A Meditation on Pain
Tim Parks is an innovative British novelist whose memoir, Teach Us To Sit Still, describes a very different kind of innovation. From 2005 to 2006 the pain in his pelvis had become so excruciating that sitting for more than a minute was a torture: "I had quite a repertoire of pains: a general smoldering tension throughout the abdomen, a sharp jab in the perineum, an electric shock darting down the inside of the thigh, an ache in the small of the back, a twinge in the penis itself." He is obliged to get up to urinate five or six times a night; a symptom whose impact is only topped by the humiliating onset of sexual impotence.
As Dan Gunn writes in this week's TLS, Parks goes on to describe, “in often moving and occasionally hilarious detail,” not just his return to health, but his discovery of a new notion of health, consisting not only in release from discomfort or incapacitation, but in an openness to the world, an attentiveness to the present, a delight—“bliss” is the word he circumspectly uses—in the everyday, freed as he finds himself, intermittently at least, from the freight of ambition and achieving. “In choosing to write this book,” he explains, breaking a silence which has itself been one of his condition’s chief curses, “I have decided to set down, often in disagreeable detail, all the things I scrupulously avoided mentioning for years.”
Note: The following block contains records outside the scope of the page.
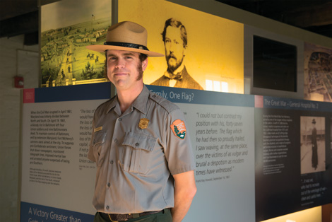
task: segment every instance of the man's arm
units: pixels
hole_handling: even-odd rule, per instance
[[[194,170],[174,175],[173,177],[175,180],[175,186],[174,206],[172,209],[172,217],[173,222],[180,222],[188,212],[197,188]]]

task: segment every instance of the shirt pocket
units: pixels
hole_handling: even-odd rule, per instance
[[[97,165],[100,165],[104,161],[106,147],[105,147],[105,138],[107,131],[98,131],[93,135],[93,155],[96,160]]]
[[[124,171],[146,174],[150,170],[152,153],[157,139],[142,134],[126,132],[122,143],[123,153],[121,160]]]

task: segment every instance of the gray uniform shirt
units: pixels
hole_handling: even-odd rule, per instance
[[[117,96],[96,109],[88,158],[97,164],[93,204],[97,211],[174,206],[171,175],[195,168],[184,121],[176,105],[145,86],[123,114]]]

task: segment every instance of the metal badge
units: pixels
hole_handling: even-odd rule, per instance
[[[146,118],[142,118],[139,120],[138,127],[142,129],[148,128],[148,125],[149,124],[149,120]]]

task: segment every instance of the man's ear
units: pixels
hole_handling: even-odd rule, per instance
[[[142,70],[144,71],[148,66],[148,58],[146,57],[146,59],[142,62]]]

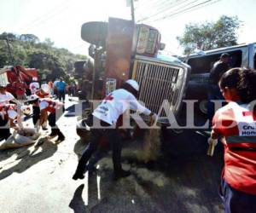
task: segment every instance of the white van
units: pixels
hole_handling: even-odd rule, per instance
[[[207,84],[210,71],[221,54],[230,55],[230,67],[250,67],[256,69],[256,43],[215,49],[192,54],[184,61],[191,66],[191,75],[186,99],[198,100],[201,112],[207,113]]]

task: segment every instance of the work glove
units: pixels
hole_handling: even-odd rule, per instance
[[[212,146],[216,147],[218,144],[218,139],[212,139],[212,137],[209,137],[207,142],[209,145],[212,144]]]
[[[209,137],[207,142],[209,144],[207,155],[213,156],[215,146],[218,144],[218,139],[212,139],[212,137]]]
[[[154,124],[155,121],[157,121],[158,116],[155,113],[152,113],[150,115],[150,124]]]

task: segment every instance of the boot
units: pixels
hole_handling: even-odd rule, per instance
[[[72,177],[73,180],[77,181],[78,179],[84,179],[84,173],[81,172],[80,170],[76,170],[75,174]]]
[[[131,175],[130,170],[124,170],[123,169],[121,169],[119,170],[115,170],[114,171],[114,180],[118,180],[122,177],[126,177],[126,176],[129,176],[130,175]]]

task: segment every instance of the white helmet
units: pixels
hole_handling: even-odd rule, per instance
[[[27,97],[27,101],[36,101],[38,98],[39,97],[37,95],[32,95]]]
[[[25,115],[30,115],[32,112],[30,106],[26,105],[22,105],[20,110]]]
[[[44,90],[45,93],[49,92],[49,86],[47,83],[44,83],[41,85],[41,89]]]
[[[9,111],[7,111],[7,113],[9,118],[11,119],[15,119],[18,115],[17,112],[13,109],[9,109]]]
[[[133,79],[129,79],[126,81],[128,84],[130,84],[135,90],[138,91],[139,90],[139,85],[137,83],[137,81]]]

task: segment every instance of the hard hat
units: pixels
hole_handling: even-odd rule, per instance
[[[139,90],[139,85],[137,83],[137,81],[133,79],[129,79],[126,81],[128,84],[130,84],[135,90],[138,91]]]
[[[47,83],[44,83],[41,85],[41,89],[44,92],[49,93],[49,86]]]
[[[38,98],[39,97],[37,95],[32,95],[27,97],[27,101],[36,101]]]
[[[25,115],[30,115],[32,112],[30,106],[26,105],[22,105],[20,110]]]

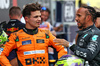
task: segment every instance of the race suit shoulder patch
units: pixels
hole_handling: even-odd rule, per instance
[[[93,40],[93,41],[96,41],[96,40],[97,40],[97,37],[98,37],[98,35],[94,35],[94,36],[92,37],[92,40]]]

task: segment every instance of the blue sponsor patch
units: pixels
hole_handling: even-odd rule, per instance
[[[22,41],[22,45],[31,44],[31,40]]]
[[[98,37],[98,35],[94,35],[94,36],[92,37],[92,40],[93,40],[93,41],[96,41],[96,40],[97,40],[97,37]]]

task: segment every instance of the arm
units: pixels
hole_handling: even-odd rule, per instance
[[[90,38],[90,42],[88,42],[88,45],[86,48],[82,48],[78,46],[77,44],[73,44],[70,46],[70,49],[79,57],[84,58],[88,61],[91,61],[94,59],[94,57],[98,54],[100,50],[100,36],[94,37],[93,35]],[[96,39],[93,41],[93,38]],[[57,45],[63,45],[65,47],[69,47],[69,42],[64,39],[54,39],[54,42],[58,42]]]
[[[14,36],[11,34],[9,37],[9,41],[6,42],[6,44],[0,48],[0,64],[4,66],[11,66],[9,60],[7,59],[7,56],[11,52],[12,49],[16,48]],[[6,62],[5,62],[6,61]]]

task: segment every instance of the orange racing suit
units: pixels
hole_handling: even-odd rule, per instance
[[[19,66],[49,66],[48,46],[50,45],[58,51],[58,58],[67,54],[63,46],[55,45],[56,43],[53,42],[55,37],[49,30],[36,30],[34,35],[29,33],[26,28],[12,33],[4,47],[0,48],[0,64],[11,66],[6,56],[13,49],[17,49]]]

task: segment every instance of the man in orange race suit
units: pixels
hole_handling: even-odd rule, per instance
[[[49,30],[39,29],[41,23],[41,6],[38,3],[27,4],[23,9],[25,28],[14,32],[6,44],[0,48],[0,64],[11,66],[6,56],[17,50],[19,66],[49,66],[48,46],[52,45],[58,51],[58,58],[67,54],[63,46],[56,46],[54,37]],[[6,61],[6,62],[5,62]]]

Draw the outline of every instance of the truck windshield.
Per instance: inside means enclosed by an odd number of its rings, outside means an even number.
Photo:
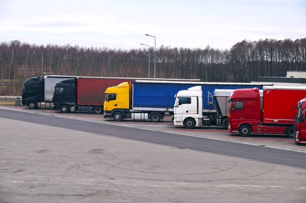
[[[296,114],[295,114],[295,118],[296,119],[300,118],[301,109],[301,108],[297,108],[297,109],[296,109]]]
[[[39,84],[28,84],[23,85],[22,93],[26,93],[29,92],[35,92],[39,90]]]

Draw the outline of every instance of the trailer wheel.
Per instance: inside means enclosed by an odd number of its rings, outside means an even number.
[[[102,107],[100,106],[97,106],[94,107],[93,111],[95,113],[100,114],[102,113]]]
[[[153,113],[151,114],[151,121],[154,123],[159,122],[161,120],[161,117],[158,113]]]
[[[113,119],[115,121],[121,121],[122,120],[122,114],[120,112],[115,112],[113,113]]]
[[[224,128],[226,130],[228,130],[228,119],[226,119],[225,121],[224,121]]]
[[[36,102],[29,102],[29,104],[28,104],[28,106],[30,109],[35,109],[36,108]]]
[[[252,129],[249,126],[244,125],[239,128],[239,134],[243,137],[248,137],[252,132]]]
[[[290,126],[287,128],[287,137],[290,138],[293,138],[294,137],[294,129],[293,126]]]
[[[184,125],[185,128],[189,129],[194,128],[194,126],[195,126],[195,121],[194,121],[194,119],[193,119],[188,118],[184,121]]]
[[[61,106],[60,110],[61,113],[65,113],[69,111],[69,107],[66,104],[63,104]]]

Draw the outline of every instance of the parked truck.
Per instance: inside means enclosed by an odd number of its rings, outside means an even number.
[[[61,80],[75,78],[75,76],[46,75],[32,77],[23,84],[21,104],[29,108],[49,108],[53,107],[52,98],[54,86]]]
[[[178,81],[136,80],[132,83],[123,82],[106,90],[104,118],[112,118],[116,121],[132,119],[159,122],[165,113],[174,114],[174,96],[179,91],[197,85],[201,85],[206,91],[205,95],[203,94],[203,101],[206,101],[202,104],[203,113],[212,119],[215,119],[216,112],[214,106],[208,103],[209,91],[212,92],[216,88],[236,89],[263,86],[259,83]]]
[[[54,107],[62,113],[85,111],[104,112],[105,93],[110,86],[125,81],[132,82],[137,78],[76,77],[56,83],[53,96]],[[146,78],[156,80],[157,78]],[[160,79],[159,79],[160,80]],[[197,79],[164,79],[167,81],[199,81]]]
[[[306,143],[306,98],[297,103],[294,117],[294,138],[298,143]]]
[[[230,97],[228,132],[294,135],[295,107],[306,97],[306,87],[264,86],[262,103],[257,88],[235,90]]]
[[[207,90],[205,86],[196,86],[176,94],[173,120],[175,126],[184,126],[188,129],[211,126],[223,126],[228,129],[228,109],[230,105],[228,100],[235,90],[216,89],[213,94],[208,92],[208,103],[213,105],[215,114],[209,114],[203,110],[203,104],[206,102],[203,94],[207,94],[205,92]],[[260,91],[262,97],[262,90]]]

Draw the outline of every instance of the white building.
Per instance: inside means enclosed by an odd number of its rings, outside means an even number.
[[[291,78],[306,78],[306,72],[287,71],[287,74],[286,77]]]

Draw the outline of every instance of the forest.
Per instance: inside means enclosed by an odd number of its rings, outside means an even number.
[[[20,96],[26,79],[47,75],[97,77],[154,76],[154,47],[130,50],[46,46],[18,40],[0,43],[0,95]],[[209,82],[257,81],[306,71],[306,38],[243,40],[230,49],[161,46],[156,49],[156,77]]]

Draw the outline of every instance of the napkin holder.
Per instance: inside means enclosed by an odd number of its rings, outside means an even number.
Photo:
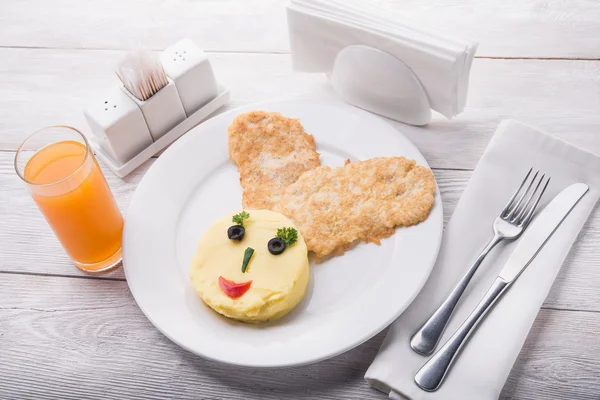
[[[96,157],[121,178],[229,101],[229,90],[218,84],[206,54],[191,40],[160,57],[169,83],[148,100],[120,85],[84,111]]]
[[[421,81],[404,62],[385,51],[347,46],[338,53],[329,79],[333,89],[355,107],[410,125],[431,122]]]

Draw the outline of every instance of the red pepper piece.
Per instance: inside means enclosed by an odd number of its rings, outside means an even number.
[[[219,287],[227,296],[231,297],[232,299],[242,297],[244,293],[250,289],[250,285],[252,285],[252,281],[235,283],[223,278],[222,276],[219,277]]]

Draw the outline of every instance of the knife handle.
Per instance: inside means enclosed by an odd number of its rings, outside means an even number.
[[[485,246],[485,248],[477,257],[477,260],[471,265],[467,273],[460,279],[460,281],[456,284],[454,289],[450,292],[448,297],[444,300],[444,302],[435,310],[435,312],[429,317],[427,321],[419,328],[418,331],[410,339],[410,347],[412,349],[421,354],[421,355],[429,355],[433,353],[440,338],[444,334],[444,330],[446,329],[446,325],[450,322],[450,318],[454,313],[454,309],[456,308],[461,296],[465,292],[465,289],[469,285],[471,278],[477,272],[479,265],[483,262],[483,259],[488,255],[488,253],[502,240],[503,236],[495,234],[492,240]]]
[[[483,299],[460,328],[417,372],[415,375],[417,386],[427,392],[434,392],[440,387],[469,336],[475,331],[509,285],[510,282],[500,277],[496,278]]]

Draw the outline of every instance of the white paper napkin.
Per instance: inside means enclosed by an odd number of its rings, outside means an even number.
[[[586,183],[590,190],[482,322],[441,388],[433,393],[422,391],[414,383],[414,375],[428,358],[413,352],[410,338],[487,243],[492,235],[492,221],[531,167],[552,177],[540,203],[542,207],[572,183]],[[414,303],[394,322],[367,371],[369,384],[386,393],[392,391],[391,398],[497,399],[540,306],[599,196],[598,156],[520,122],[503,121],[446,227],[429,280]],[[501,243],[484,260],[438,348],[482,298],[515,245]]]
[[[408,65],[425,88],[432,109],[451,118],[465,107],[477,48],[471,40],[356,0],[292,0],[288,28],[296,70],[330,72],[344,47],[363,44]]]

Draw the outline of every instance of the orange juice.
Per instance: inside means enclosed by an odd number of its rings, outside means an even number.
[[[40,149],[23,177],[52,230],[75,264],[101,270],[120,260],[123,217],[84,143],[65,140]]]

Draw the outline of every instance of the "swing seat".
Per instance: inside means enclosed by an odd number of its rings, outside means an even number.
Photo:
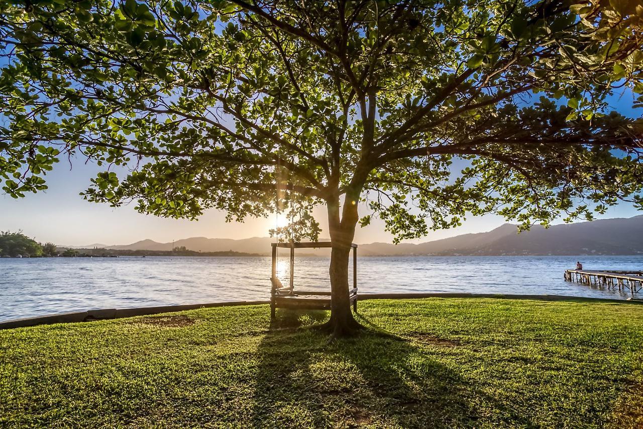
[[[320,249],[331,247],[330,242],[305,243],[273,243],[272,287],[270,293],[271,316],[275,317],[275,309],[294,309],[302,310],[330,310],[331,292],[330,291],[312,291],[295,289],[293,269],[294,268],[295,249]],[[277,249],[290,249],[290,281],[285,286],[276,276]],[[349,291],[349,300],[353,306],[353,310],[358,308],[357,248],[358,245],[351,244],[353,250],[353,287]]]

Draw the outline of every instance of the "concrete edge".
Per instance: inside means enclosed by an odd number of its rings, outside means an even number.
[[[215,302],[204,304],[185,304],[182,305],[163,305],[159,307],[143,307],[134,309],[104,309],[88,310],[72,313],[48,314],[24,319],[14,319],[0,322],[0,330],[24,328],[40,325],[53,325],[54,323],[69,323],[94,320],[105,320],[131,318],[135,316],[149,316],[159,313],[172,313],[186,310],[207,309],[215,307],[235,307],[237,305],[258,305],[269,304],[269,301],[233,301]]]
[[[494,298],[499,300],[534,300],[539,301],[582,301],[587,302],[611,302],[620,304],[643,304],[643,300],[628,301],[613,298],[589,298],[584,296],[570,296],[566,295],[505,295],[503,294],[474,294],[453,292],[427,292],[427,293],[393,293],[393,294],[363,294],[359,295],[358,301],[368,300],[413,300],[428,298]],[[186,310],[207,309],[217,307],[235,307],[239,305],[259,305],[269,304],[269,300],[265,301],[233,301],[208,303],[204,304],[185,304],[182,305],[164,305],[160,307],[144,307],[133,309],[103,309],[88,310],[77,312],[48,314],[24,319],[14,319],[0,322],[0,330],[12,329],[38,326],[40,325],[53,325],[54,323],[69,323],[94,320],[105,320],[131,318],[136,316],[149,316],[159,313],[170,313]]]
[[[570,295],[516,295],[505,294],[474,294],[460,292],[418,292],[394,294],[362,294],[359,296],[359,301],[365,300],[413,300],[427,298],[494,298],[497,300],[532,300],[536,301],[585,301],[588,302],[613,302],[621,304],[643,304],[643,300],[619,300],[616,298],[601,298],[589,296],[574,296]]]

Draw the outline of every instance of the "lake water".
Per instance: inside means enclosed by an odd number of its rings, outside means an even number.
[[[564,281],[563,271],[577,260],[585,269],[643,269],[643,256],[365,257],[358,261],[358,276],[360,293],[629,296]],[[328,287],[328,263],[326,258],[296,259],[296,285]],[[270,270],[270,258],[263,257],[2,258],[0,321],[96,309],[267,300]],[[280,258],[279,276],[287,284],[285,258]]]

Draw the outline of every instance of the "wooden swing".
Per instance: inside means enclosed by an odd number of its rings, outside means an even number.
[[[277,307],[305,310],[330,310],[331,291],[305,291],[294,289],[294,249],[331,247],[330,242],[304,243],[273,243],[273,271],[270,278],[270,316],[274,319]],[[277,277],[277,249],[290,249],[290,284],[284,286]],[[358,310],[358,245],[351,244],[353,251],[353,287],[349,291],[353,311]]]

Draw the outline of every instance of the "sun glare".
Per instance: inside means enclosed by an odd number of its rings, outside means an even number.
[[[284,228],[288,226],[288,218],[286,217],[285,214],[281,213],[277,214],[276,226],[278,228]]]

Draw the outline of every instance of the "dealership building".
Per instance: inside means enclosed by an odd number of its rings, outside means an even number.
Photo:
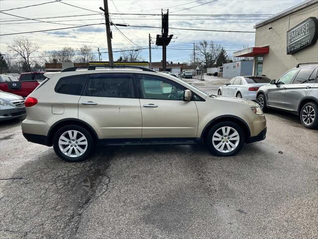
[[[254,75],[277,79],[297,64],[318,63],[318,1],[309,0],[257,23],[255,47],[233,53],[253,57]]]

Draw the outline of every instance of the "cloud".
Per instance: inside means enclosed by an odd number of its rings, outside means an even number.
[[[84,27],[80,27],[74,30],[74,31],[80,32],[102,32],[105,31],[105,28],[85,26]]]

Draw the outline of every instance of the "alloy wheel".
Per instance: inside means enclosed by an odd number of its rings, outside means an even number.
[[[232,127],[221,127],[212,136],[214,148],[221,153],[229,153],[237,148],[239,143],[239,135]]]
[[[313,123],[315,120],[315,109],[311,106],[307,106],[302,113],[302,119],[303,122],[307,125]]]
[[[263,107],[264,107],[264,99],[263,98],[263,97],[261,96],[259,96],[257,98],[257,104],[259,105],[261,109],[263,109]]]
[[[59,148],[65,155],[76,158],[82,155],[87,148],[87,139],[80,132],[70,130],[62,133],[59,138]]]

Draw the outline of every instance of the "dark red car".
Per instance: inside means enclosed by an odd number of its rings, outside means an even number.
[[[0,90],[26,97],[46,78],[44,75],[45,73],[46,72],[22,73],[18,81],[10,80],[8,77],[0,78]]]

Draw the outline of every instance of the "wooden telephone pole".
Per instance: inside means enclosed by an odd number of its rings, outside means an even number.
[[[114,58],[113,58],[113,49],[111,46],[112,33],[110,31],[109,23],[109,14],[108,13],[108,0],[104,0],[104,9],[99,7],[102,11],[105,12],[105,22],[106,23],[106,34],[107,38],[107,48],[108,52],[108,61],[110,66],[114,65]]]

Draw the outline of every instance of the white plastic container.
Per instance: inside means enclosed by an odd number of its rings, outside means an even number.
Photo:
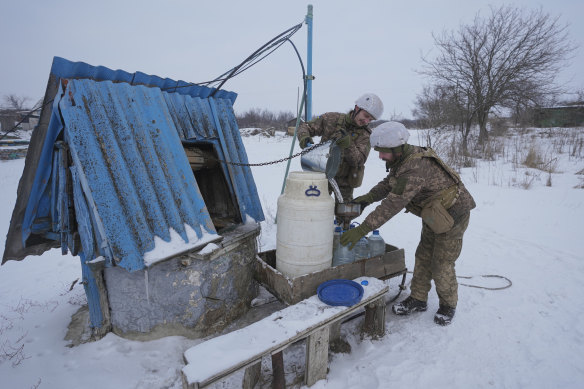
[[[294,278],[331,266],[334,208],[324,173],[288,175],[278,198],[276,269]]]

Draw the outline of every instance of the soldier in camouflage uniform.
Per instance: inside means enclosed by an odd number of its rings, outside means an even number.
[[[355,101],[355,108],[347,114],[328,112],[298,127],[300,147],[313,144],[313,136],[321,136],[321,142],[335,140],[342,149],[342,158],[335,181],[339,186],[343,202],[353,199],[353,189],[361,186],[365,173],[365,161],[371,146],[371,130],[367,124],[379,119],[383,103],[373,93],[367,93]],[[339,202],[339,199],[337,199]]]
[[[371,145],[386,161],[390,173],[369,193],[354,200],[362,209],[380,200],[381,203],[361,225],[345,232],[341,243],[354,245],[403,208],[422,217],[411,293],[392,310],[397,315],[425,311],[434,280],[440,304],[434,321],[448,325],[458,302],[455,261],[462,249],[470,210],[476,204],[453,169],[432,149],[407,144],[408,137],[407,129],[398,122],[385,122],[373,130]]]

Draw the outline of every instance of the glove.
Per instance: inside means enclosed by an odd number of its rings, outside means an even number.
[[[314,144],[311,137],[305,136],[304,138],[300,139],[300,148],[301,149],[306,148],[306,146],[308,146],[309,143]]]
[[[355,228],[351,228],[349,231],[341,235],[341,244],[343,246],[350,245],[349,250],[353,250],[353,247],[357,244],[359,239],[371,232],[371,227],[365,222],[361,223]]]
[[[373,199],[373,194],[366,193],[364,195],[355,197],[351,202],[360,204],[361,205],[361,213],[363,213],[363,210],[365,209],[365,207],[368,206],[369,204],[373,203],[374,201],[375,200]]]
[[[347,147],[351,146],[351,134],[347,134],[335,142],[337,146],[339,146],[342,150],[346,149]]]

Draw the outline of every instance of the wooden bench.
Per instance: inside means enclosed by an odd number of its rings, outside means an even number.
[[[183,388],[198,389],[210,385],[232,373],[246,371],[243,386],[253,387],[259,376],[259,366],[263,356],[279,355],[289,345],[304,338],[306,344],[307,386],[326,378],[328,369],[329,328],[365,307],[365,322],[362,332],[374,338],[385,334],[385,301],[383,296],[388,286],[373,277],[359,277],[364,293],[361,301],[351,307],[330,306],[317,295],[286,307],[245,328],[212,338],[189,348],[184,353],[186,366],[182,369]],[[283,374],[282,374],[283,377]]]

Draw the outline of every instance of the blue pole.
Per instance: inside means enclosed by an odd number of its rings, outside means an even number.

After unsatisfactory encounters with those who would cut open his prostate and bladder, Park's next resource is one “upsettingly familiar to most modern sufferers from chronic illness or pain: the infinite promise and corresponding disappointment of the Internet, described here with merciless lucidity as Parks discovers he is far from alone in his misery.” Yet the gregariousness of the web only intensifies his solitude. He becomes instinctively aware that his problem is psychosomatic, while equally aware of the inability of the term “psychosomatic” to cover everything from family history to cultural—specifically Protestant—proprieties, to habit, to hours of sitting at the desk every day inventing dramas, to old-fashioned pride.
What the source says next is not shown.